Constance shouted the last word over her shoulder as she strode away, heading for the other end of the warehouse, near where the bombed-out wall was still crumbling. “To me!” she shouted, and the cry was taken up: “To the Mallt-y-Nos; the Huntress is here.”
They had to get to the top of the fossa first while the System was bombing their every movement. The Martian wind was spinning in agitation; a dust devil briefly took form near Constance’s ankle before the wind changed, bringing with it the heat of the fires burning the System base. What Constance had not destroyed, the System was laying waste.
“Huntress!” Henry shouted, and Constance turned just as he appeared out of the Martian dark. He had been evacuating the warehouse. His troops were already behind him, keeping warily low beneath the System ships overhead. A rumble and a roar interrupted the high whistling of the System ships, a
nd Constance saw her own ships lift off from the ground. Arawn’s were gone already, but Milla’s ships flew at the System attackers, drawing their attention from the ground.
“We have to get out of the fossa,” she shouted at Henry over the deafening concussions of the aerial battle. “The nearest dip in the gorge wall is south. We need to get there and get up before the System realizes what we’re doing.”
She had too few ships on the ground, she realized. Already Milla’s attack was almost being overwhelmed. The doctor would have to pull out soon or risk annihilation. “Follow me!” Constance shouted to her troops, and started off down the fossa.

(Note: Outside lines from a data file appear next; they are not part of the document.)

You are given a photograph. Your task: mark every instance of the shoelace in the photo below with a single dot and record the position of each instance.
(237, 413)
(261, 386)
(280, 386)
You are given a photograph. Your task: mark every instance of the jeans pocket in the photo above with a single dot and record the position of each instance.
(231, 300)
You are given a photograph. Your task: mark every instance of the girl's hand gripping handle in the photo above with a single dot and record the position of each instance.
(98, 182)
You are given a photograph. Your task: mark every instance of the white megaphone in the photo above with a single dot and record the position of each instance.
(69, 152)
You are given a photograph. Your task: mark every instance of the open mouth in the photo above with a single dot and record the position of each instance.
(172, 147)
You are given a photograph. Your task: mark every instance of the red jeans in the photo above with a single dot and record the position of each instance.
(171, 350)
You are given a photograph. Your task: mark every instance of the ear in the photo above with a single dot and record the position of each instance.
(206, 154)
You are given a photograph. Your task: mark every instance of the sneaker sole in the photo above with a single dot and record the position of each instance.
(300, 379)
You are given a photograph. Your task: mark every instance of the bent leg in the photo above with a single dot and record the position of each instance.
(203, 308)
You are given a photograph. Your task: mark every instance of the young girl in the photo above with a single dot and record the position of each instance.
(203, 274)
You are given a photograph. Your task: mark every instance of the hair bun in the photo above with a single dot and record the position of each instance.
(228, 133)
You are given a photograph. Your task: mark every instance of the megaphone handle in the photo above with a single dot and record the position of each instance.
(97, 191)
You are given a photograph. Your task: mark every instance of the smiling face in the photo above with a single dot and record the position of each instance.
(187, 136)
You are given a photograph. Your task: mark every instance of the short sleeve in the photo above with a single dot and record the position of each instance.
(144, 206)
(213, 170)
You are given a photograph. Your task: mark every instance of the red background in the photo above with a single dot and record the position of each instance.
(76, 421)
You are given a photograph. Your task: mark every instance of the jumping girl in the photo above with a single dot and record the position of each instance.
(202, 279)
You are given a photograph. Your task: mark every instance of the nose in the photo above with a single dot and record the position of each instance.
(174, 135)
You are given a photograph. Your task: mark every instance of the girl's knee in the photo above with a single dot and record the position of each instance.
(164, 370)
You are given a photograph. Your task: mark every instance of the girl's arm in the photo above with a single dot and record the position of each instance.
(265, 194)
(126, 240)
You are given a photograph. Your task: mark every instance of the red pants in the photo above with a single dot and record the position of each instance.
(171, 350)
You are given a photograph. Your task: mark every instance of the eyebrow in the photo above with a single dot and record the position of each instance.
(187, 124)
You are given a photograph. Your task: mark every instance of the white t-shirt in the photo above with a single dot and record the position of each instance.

It was just dark enough that the System ships wouldn’t be able to see them, and the heat of the nearby bombs would conceal their infrared signatures, but sooner or later the System ships would realize that they were gone and compensate for that. An army such as hers must be mobile, ready at all times to escape to safer ground and fight from there. Milla Ivanov was right, unpleasant though it was: the System’s military was organized, trained. Hers was not. Connor Ivanov had failed when he had stopped moving, when he had let the System lay siege.
Her breath was coming faster than she would have liked. The fleet had come. Winning was immaterial. She just had to survive.
She had reached the low point in the fossa wall, where the stone was sloped and easily scalable. She started to climb up. The System would have stairs and elevators to reach the top of the fossa somewhere, she knew, but the System fleet would know about them as well. If her army used the natural lay of the land, they were more likely to survive.
The sound of more engines, the sonic boom of ships rushing through the air. Bright lights soared upward toward the stars overhead: Milla had pulled out of the battle, and Constance’s ground troops were again in danger of attack from above.